Foi então que as coisas foram além. É como Deus te mostra que ainda está no controle. O outro guarda foi à viatura, atrás de um barracão pegar algemas ou passar um rádio à polícia militar, falando da ocorrência, mas PE era psicopata. Retirou uma lâmina do bolso que rebrilhou na pouca iluminação que vinha da quermesse além, e enfiou-a no pescoço do ladrãozinho. Lágrimas saltaram de meus olhos. O menino, aos meus pés, não conseguiu segurar o conteúdo das próprias tripas... O outro guarda começou a gesticular e discutir abertamente. Mas quem mandava na dupla era PE, que colocou o dedo na cara do colega e falou coisas que imagino vagamente o teor, já que não ouvia quase nada. Depois olharam em redor, mais uma vez. Não me viam. Não havia ninguém. Imaginaram que ninguém vira o ocorrido. A viatura da Sacolinha se foi rapidamente, levantando poeira. O corpo ficara para trás para alguém achar. O menino comigo, tampava a boca com a mão, tão fortemente que a cara toda estava adormecida. Seus olhos estavam arregalados. Seu rosto descorado de terror.

“Vou... contar para o Marçal!”.

Estava feito. Lembrei então de Thomás... lembrei do dia...

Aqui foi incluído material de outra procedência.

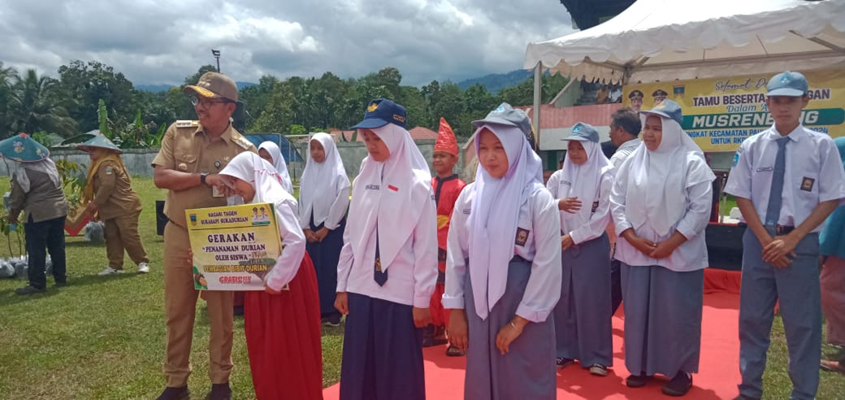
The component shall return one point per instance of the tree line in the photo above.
(91, 95)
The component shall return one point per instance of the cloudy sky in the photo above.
(161, 42)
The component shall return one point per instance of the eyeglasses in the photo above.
(205, 103)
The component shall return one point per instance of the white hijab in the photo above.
(658, 180)
(495, 215)
(278, 163)
(251, 168)
(403, 182)
(321, 182)
(584, 183)
(46, 166)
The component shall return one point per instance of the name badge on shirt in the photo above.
(807, 184)
(521, 236)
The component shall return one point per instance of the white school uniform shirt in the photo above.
(539, 217)
(293, 239)
(268, 189)
(689, 256)
(336, 213)
(814, 173)
(411, 275)
(623, 152)
(599, 218)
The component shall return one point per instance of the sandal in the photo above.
(453, 351)
(832, 366)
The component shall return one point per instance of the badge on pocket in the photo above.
(521, 236)
(807, 184)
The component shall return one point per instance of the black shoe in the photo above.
(635, 381)
(29, 290)
(679, 385)
(562, 362)
(333, 321)
(220, 391)
(428, 335)
(174, 393)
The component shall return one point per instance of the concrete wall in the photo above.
(138, 161)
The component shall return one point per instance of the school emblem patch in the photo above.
(807, 184)
(521, 236)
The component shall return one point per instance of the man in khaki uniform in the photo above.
(191, 156)
(109, 195)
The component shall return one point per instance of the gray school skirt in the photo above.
(528, 370)
(662, 319)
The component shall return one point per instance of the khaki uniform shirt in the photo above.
(113, 193)
(44, 201)
(186, 148)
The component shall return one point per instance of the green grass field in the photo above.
(103, 337)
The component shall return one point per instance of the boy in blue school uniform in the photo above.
(787, 180)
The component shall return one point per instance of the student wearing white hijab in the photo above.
(503, 271)
(661, 205)
(388, 264)
(271, 152)
(281, 323)
(323, 201)
(583, 314)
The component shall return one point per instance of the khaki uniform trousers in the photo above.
(180, 301)
(122, 234)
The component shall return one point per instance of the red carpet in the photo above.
(717, 378)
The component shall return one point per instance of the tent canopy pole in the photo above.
(538, 91)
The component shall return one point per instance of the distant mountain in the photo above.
(242, 85)
(496, 82)
(153, 88)
(162, 88)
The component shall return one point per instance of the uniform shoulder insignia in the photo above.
(186, 123)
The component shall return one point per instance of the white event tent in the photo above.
(666, 40)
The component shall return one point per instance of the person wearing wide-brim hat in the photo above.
(109, 197)
(659, 95)
(37, 190)
(188, 165)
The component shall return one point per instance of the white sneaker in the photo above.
(110, 271)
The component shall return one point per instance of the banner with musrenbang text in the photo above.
(720, 113)
(234, 247)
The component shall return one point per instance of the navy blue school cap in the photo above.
(788, 83)
(381, 112)
(667, 109)
(582, 132)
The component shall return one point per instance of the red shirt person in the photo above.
(446, 187)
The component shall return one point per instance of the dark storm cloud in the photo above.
(153, 41)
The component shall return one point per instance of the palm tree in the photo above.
(36, 104)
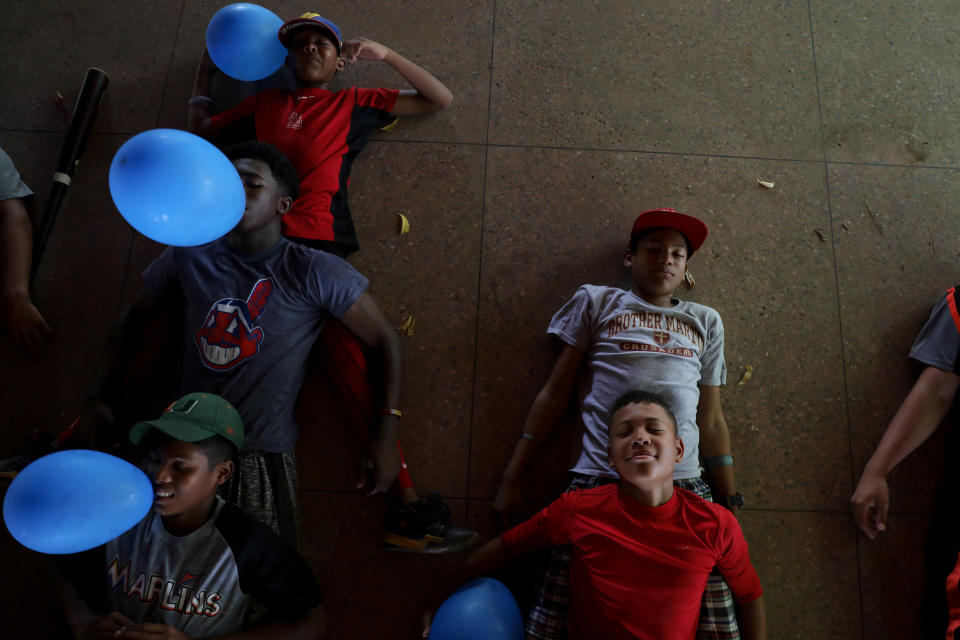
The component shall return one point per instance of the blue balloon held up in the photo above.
(71, 501)
(242, 41)
(481, 609)
(176, 188)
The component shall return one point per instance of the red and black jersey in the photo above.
(321, 132)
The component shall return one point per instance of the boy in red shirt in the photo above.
(321, 132)
(643, 549)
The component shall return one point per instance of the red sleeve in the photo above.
(734, 561)
(550, 527)
(382, 99)
(229, 116)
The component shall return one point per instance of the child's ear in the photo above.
(224, 471)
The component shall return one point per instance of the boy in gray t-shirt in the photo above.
(614, 340)
(937, 350)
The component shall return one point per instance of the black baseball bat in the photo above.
(81, 124)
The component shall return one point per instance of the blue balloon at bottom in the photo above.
(75, 500)
(480, 610)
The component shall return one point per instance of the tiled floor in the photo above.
(569, 118)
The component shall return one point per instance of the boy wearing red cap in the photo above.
(619, 340)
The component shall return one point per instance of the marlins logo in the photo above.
(228, 335)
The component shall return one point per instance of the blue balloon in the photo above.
(481, 609)
(176, 188)
(243, 43)
(75, 500)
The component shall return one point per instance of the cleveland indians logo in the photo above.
(228, 335)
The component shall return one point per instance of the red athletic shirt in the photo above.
(321, 132)
(639, 571)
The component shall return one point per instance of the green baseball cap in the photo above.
(195, 417)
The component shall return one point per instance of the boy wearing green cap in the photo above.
(195, 566)
(613, 340)
(250, 306)
(322, 131)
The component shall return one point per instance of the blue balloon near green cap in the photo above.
(242, 41)
(71, 501)
(479, 610)
(176, 188)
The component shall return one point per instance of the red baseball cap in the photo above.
(693, 229)
(314, 20)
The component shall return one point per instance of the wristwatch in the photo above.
(736, 500)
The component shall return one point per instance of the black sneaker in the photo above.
(424, 527)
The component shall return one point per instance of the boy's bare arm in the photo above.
(368, 323)
(715, 441)
(915, 420)
(548, 407)
(21, 318)
(431, 94)
(752, 619)
(198, 111)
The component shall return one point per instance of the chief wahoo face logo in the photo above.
(228, 335)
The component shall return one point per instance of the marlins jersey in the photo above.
(631, 344)
(321, 132)
(205, 583)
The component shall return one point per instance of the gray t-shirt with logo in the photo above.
(249, 323)
(631, 344)
(938, 343)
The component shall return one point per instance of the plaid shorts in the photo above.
(264, 485)
(548, 616)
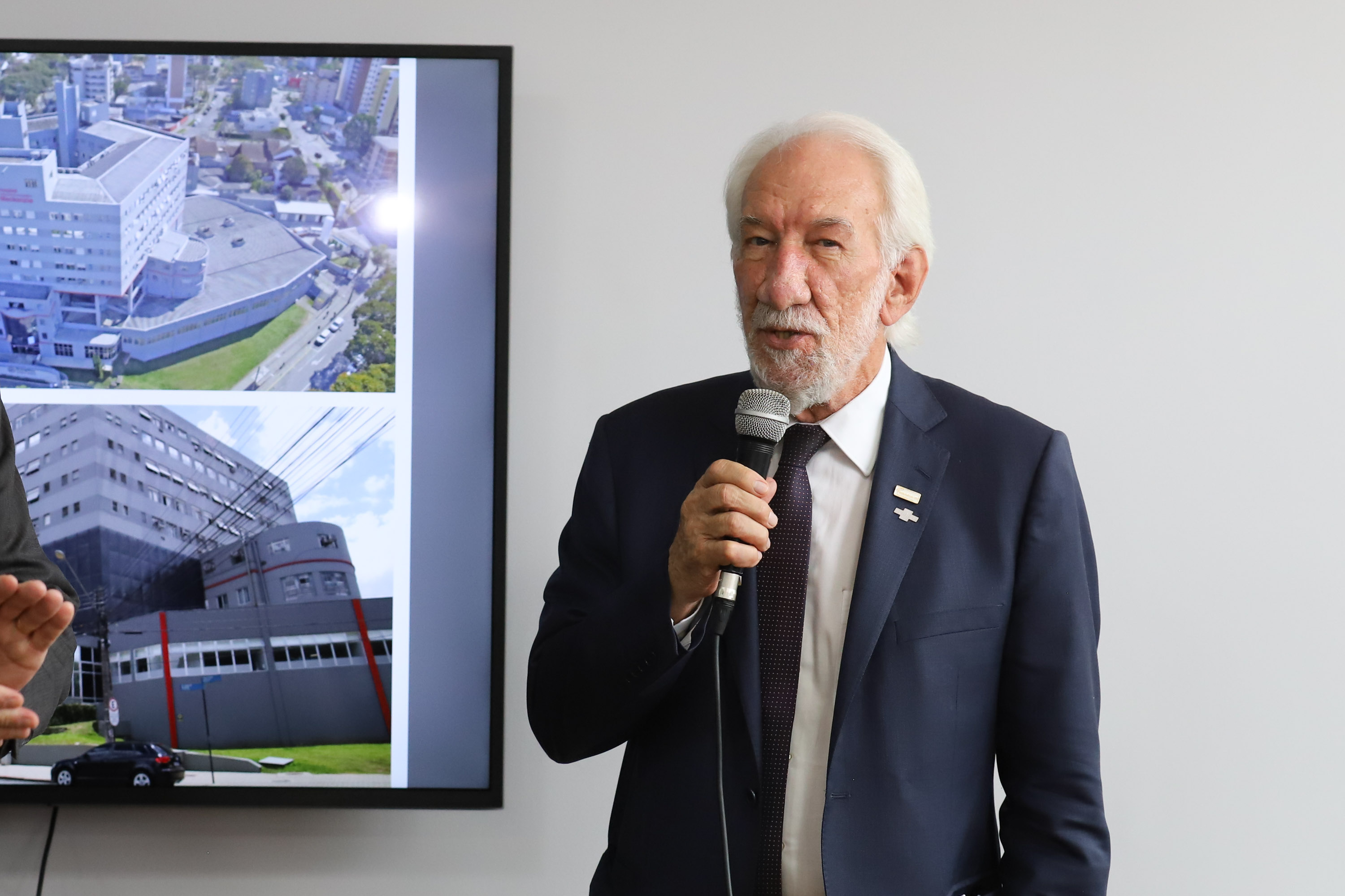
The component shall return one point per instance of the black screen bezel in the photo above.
(493, 796)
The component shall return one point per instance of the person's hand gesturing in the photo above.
(31, 619)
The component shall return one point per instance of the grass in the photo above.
(72, 734)
(218, 364)
(331, 759)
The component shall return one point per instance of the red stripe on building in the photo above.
(373, 664)
(292, 563)
(173, 708)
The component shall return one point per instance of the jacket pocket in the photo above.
(950, 622)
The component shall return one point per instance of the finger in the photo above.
(732, 554)
(731, 498)
(733, 474)
(21, 598)
(735, 525)
(17, 723)
(46, 634)
(39, 614)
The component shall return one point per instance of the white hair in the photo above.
(904, 222)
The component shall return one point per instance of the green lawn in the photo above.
(72, 734)
(334, 759)
(218, 364)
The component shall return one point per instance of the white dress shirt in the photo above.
(841, 477)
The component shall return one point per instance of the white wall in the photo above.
(1140, 222)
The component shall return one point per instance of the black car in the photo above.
(126, 762)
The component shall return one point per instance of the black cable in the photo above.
(719, 745)
(46, 851)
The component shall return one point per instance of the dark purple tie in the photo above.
(782, 589)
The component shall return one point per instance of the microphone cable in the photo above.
(46, 851)
(719, 747)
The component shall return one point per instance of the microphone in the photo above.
(760, 420)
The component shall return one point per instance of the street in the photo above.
(292, 366)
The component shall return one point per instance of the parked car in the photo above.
(126, 762)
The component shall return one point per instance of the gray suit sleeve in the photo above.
(22, 558)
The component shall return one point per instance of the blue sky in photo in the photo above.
(303, 447)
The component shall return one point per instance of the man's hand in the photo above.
(729, 502)
(31, 619)
(17, 723)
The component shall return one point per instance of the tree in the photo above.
(240, 170)
(30, 80)
(294, 171)
(374, 342)
(382, 312)
(374, 378)
(360, 132)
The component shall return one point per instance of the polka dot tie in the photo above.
(782, 589)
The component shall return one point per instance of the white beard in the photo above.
(813, 378)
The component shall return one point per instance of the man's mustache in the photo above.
(793, 319)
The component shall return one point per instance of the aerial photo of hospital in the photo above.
(198, 222)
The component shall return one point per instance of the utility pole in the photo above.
(105, 653)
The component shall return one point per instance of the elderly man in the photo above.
(37, 648)
(920, 603)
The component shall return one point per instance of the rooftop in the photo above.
(265, 257)
(299, 208)
(121, 169)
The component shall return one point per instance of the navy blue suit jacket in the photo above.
(972, 637)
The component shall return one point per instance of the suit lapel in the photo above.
(907, 457)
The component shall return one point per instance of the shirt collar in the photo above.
(857, 428)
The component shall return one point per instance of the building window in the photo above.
(296, 587)
(337, 649)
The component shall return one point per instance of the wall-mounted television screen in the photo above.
(279, 504)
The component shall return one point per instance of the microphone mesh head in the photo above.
(763, 415)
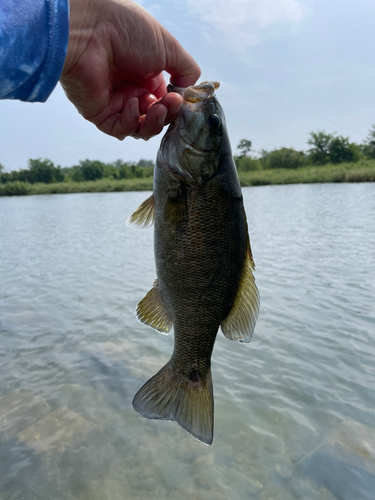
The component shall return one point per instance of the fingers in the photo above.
(143, 117)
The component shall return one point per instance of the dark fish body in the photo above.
(203, 262)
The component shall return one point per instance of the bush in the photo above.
(285, 158)
(247, 164)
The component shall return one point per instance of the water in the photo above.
(294, 410)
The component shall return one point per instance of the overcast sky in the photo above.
(313, 55)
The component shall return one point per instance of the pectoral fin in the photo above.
(144, 216)
(240, 323)
(151, 311)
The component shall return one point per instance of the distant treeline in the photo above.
(324, 149)
(43, 170)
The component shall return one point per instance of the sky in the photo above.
(287, 67)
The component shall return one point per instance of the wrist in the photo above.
(83, 16)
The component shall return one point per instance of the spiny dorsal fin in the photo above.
(240, 323)
(144, 215)
(151, 311)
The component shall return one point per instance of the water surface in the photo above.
(294, 410)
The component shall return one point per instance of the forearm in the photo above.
(33, 45)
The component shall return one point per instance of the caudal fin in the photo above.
(168, 397)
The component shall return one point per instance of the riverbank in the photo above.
(363, 171)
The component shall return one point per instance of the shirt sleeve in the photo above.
(33, 44)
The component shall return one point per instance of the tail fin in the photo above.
(190, 404)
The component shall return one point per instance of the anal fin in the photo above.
(240, 323)
(144, 216)
(151, 311)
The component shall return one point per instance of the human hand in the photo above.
(113, 68)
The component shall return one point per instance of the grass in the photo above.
(363, 171)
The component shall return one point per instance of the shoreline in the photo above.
(363, 171)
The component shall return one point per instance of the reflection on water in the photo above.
(294, 410)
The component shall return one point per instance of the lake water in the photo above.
(294, 410)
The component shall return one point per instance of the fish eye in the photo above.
(214, 121)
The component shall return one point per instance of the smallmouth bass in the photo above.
(203, 261)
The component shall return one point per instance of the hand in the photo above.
(113, 68)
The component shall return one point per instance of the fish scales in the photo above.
(203, 261)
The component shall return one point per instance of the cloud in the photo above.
(245, 23)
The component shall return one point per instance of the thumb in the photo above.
(180, 64)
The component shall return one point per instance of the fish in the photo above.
(203, 259)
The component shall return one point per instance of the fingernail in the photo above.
(134, 106)
(160, 120)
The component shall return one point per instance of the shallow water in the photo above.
(294, 410)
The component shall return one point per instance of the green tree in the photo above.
(247, 164)
(91, 169)
(145, 163)
(319, 153)
(41, 171)
(368, 147)
(285, 158)
(341, 150)
(244, 147)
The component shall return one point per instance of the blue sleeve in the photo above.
(33, 44)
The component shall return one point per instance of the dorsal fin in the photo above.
(151, 311)
(144, 216)
(240, 323)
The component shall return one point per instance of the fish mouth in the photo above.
(195, 93)
(201, 92)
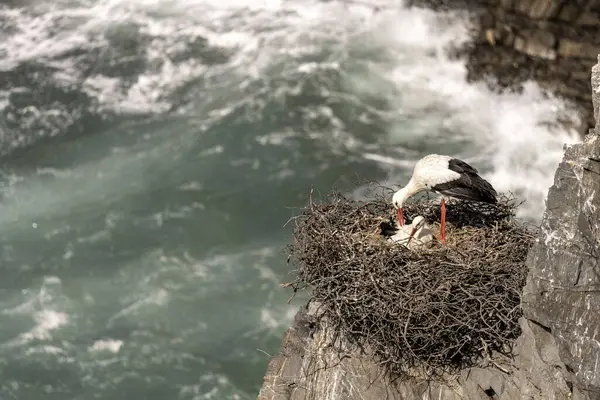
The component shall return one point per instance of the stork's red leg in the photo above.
(443, 223)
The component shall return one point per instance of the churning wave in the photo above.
(193, 124)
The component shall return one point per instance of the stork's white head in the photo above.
(398, 200)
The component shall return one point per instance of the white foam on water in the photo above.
(510, 136)
(109, 345)
(513, 138)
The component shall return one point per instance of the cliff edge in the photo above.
(557, 354)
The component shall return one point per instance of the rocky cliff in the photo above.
(554, 42)
(557, 355)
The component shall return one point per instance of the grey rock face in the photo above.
(557, 355)
(562, 291)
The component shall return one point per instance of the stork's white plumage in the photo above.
(448, 176)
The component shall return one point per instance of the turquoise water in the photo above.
(154, 150)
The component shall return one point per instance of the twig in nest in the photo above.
(426, 308)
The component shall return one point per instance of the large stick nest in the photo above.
(437, 310)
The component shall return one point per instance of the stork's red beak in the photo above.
(412, 233)
(400, 217)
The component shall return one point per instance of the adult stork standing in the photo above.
(448, 176)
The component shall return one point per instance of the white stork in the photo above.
(419, 231)
(448, 176)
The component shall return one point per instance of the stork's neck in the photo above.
(412, 188)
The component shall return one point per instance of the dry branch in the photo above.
(428, 309)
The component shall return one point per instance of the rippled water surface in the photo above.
(153, 151)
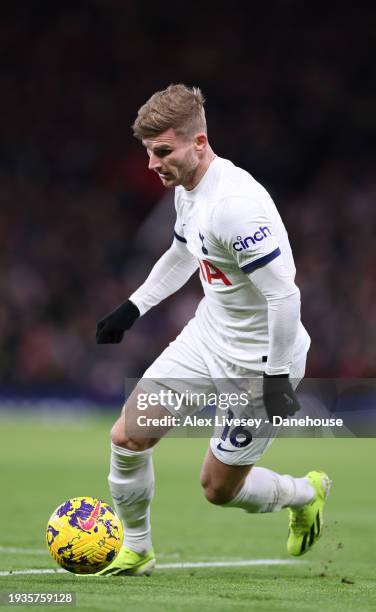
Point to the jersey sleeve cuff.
(262, 261)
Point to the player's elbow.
(288, 292)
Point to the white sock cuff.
(126, 452)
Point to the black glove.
(279, 396)
(110, 329)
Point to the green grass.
(43, 464)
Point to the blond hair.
(178, 107)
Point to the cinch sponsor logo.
(243, 243)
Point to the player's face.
(175, 158)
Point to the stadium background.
(290, 97)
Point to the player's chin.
(169, 181)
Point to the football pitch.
(209, 558)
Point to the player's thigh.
(136, 428)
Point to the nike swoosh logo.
(90, 522)
(226, 450)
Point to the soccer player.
(247, 325)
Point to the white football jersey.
(231, 226)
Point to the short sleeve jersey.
(232, 226)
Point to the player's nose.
(154, 162)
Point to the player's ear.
(201, 141)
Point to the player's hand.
(110, 329)
(279, 396)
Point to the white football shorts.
(189, 363)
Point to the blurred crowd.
(290, 98)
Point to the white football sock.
(267, 491)
(131, 481)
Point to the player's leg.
(230, 479)
(131, 482)
(252, 488)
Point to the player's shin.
(131, 481)
(266, 491)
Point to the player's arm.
(170, 273)
(283, 299)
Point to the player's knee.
(119, 437)
(216, 492)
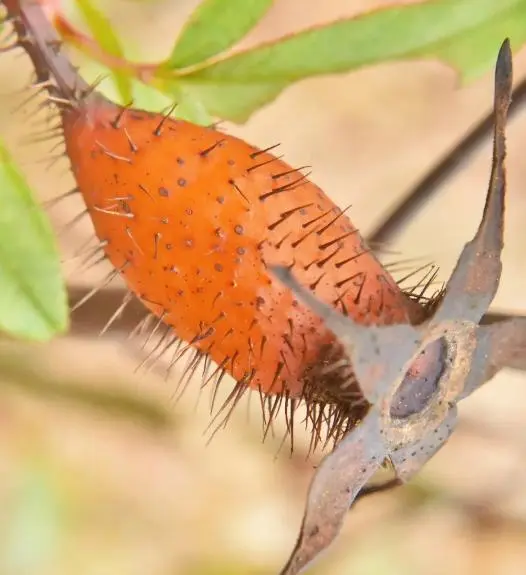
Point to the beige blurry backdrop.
(103, 473)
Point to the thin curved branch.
(456, 159)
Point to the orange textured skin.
(186, 217)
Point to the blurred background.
(104, 472)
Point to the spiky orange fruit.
(192, 217)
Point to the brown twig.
(457, 158)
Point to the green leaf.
(102, 32)
(213, 27)
(33, 300)
(464, 33)
(230, 101)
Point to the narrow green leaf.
(464, 33)
(213, 27)
(33, 300)
(102, 31)
(230, 101)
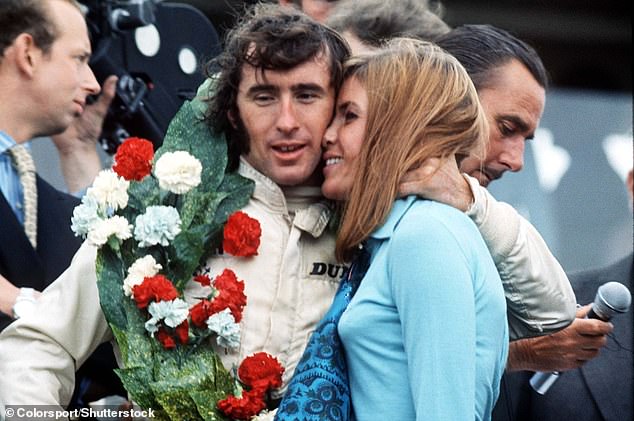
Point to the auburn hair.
(421, 104)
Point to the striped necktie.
(26, 171)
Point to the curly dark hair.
(268, 37)
(27, 16)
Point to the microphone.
(611, 298)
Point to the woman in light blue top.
(425, 335)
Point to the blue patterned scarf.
(319, 389)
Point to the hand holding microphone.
(612, 298)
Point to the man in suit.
(44, 83)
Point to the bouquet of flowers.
(155, 219)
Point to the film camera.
(156, 49)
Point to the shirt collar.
(6, 142)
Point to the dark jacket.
(600, 390)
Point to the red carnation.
(133, 159)
(241, 235)
(182, 332)
(243, 408)
(201, 312)
(231, 294)
(156, 288)
(261, 371)
(203, 280)
(165, 338)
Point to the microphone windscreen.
(612, 297)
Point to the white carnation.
(104, 228)
(178, 172)
(110, 190)
(173, 312)
(142, 268)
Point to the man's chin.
(482, 179)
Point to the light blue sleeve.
(433, 292)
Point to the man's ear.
(26, 54)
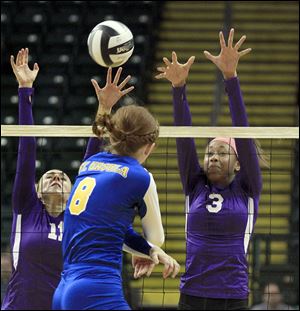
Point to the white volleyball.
(110, 44)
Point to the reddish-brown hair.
(129, 129)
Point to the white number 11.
(52, 235)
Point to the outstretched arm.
(107, 97)
(24, 185)
(189, 168)
(227, 62)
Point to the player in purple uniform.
(37, 213)
(221, 197)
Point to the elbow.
(157, 240)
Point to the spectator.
(272, 299)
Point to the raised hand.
(25, 76)
(109, 95)
(142, 266)
(229, 56)
(175, 72)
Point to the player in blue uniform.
(221, 197)
(110, 189)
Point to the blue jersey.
(219, 222)
(107, 193)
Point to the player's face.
(220, 163)
(55, 182)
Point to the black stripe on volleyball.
(122, 48)
(107, 32)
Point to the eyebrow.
(52, 173)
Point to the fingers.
(117, 76)
(154, 257)
(244, 52)
(169, 266)
(25, 59)
(19, 58)
(190, 62)
(230, 38)
(209, 56)
(222, 40)
(174, 57)
(13, 65)
(96, 86)
(150, 269)
(108, 75)
(160, 76)
(161, 69)
(176, 269)
(36, 67)
(240, 42)
(124, 82)
(126, 91)
(166, 61)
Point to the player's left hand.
(174, 71)
(109, 95)
(142, 266)
(229, 56)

Ele veio quando PE tinha acabado de gozar. Veio de algum lugar que não vi, provavelmente subindo a escadaria, porque não teve tempo de chegar, gritando, louco da vida. Acho que Thomás me amava, mas nunca disse nada. Havia me seguido, como eu às vezes percebia que ele fazia. Havia seguido o Escort do PE, desconfiado. Pulou para cima do maluco e eu só ouvi os barulhos de estourar os tímpanos. Tamanho não importa contra um trinta e oito. Levou cinco tiros. Teria morrido se Thomás não tivesse aparecido e ficado com a maior parte das balas. PE se conteve e deixou o último cartucho para mim. Tenho cabeça dura, como papai dizia. Só isso explica porque a bala resvalou no osso ao invés de estourar o crânio. Isso e o fato de que Deus queria que eu me vingasse; desse o troco pelo que foi feito a mim e a meu amigo.

Ao contrário dele, não morri.

No dia seguinte o jornal dava conhecimento de corpo encontrado degolado na quermesse da matriz de São Judas; mas era outra notícia, cuja foto estampava a edição, que me interessou mais: “Viatura policial incinerada em canavial”.

“...dois corpos foram encontrados carbonizados na estradinha da usina. Dentro da viatura incendiada, os dois policiais estavam algemados ao volante do veículo, sem marca de disparos, sinal de que provavelmente teriam sido queimados vivos...”

Decidi partir. Já não tinha mais nada o que fazer depois da vingança alcançada e mudei para Minas. Chegando, Aninha me reconheceu. Como se durante o período, entre meu acidente e aquele em que a via de novo, eu tivesse sido realmente outra pessoa, e voltasse a ser eu mesma, agora. Me chamou de mamãe. Nunca mais ligou para meu rosto ou para meu novo jeito de andar. Pediu só que eu nunca mais a deixasse, o que prometi com sinceridade. Voltei a ser Janaina então e, por tudo que é essencial e sagrado, procurei esquecer o que tinha ocorrido. Contudo, antes de dormir, todas as noites rezo junto de Ana Flora, e peço a Thomás de Aquino, que está no céu, que proteja minha filhinha. E ela, de mãozinhas juntas, insere: “Anjo-da-Guarda, me guarda”.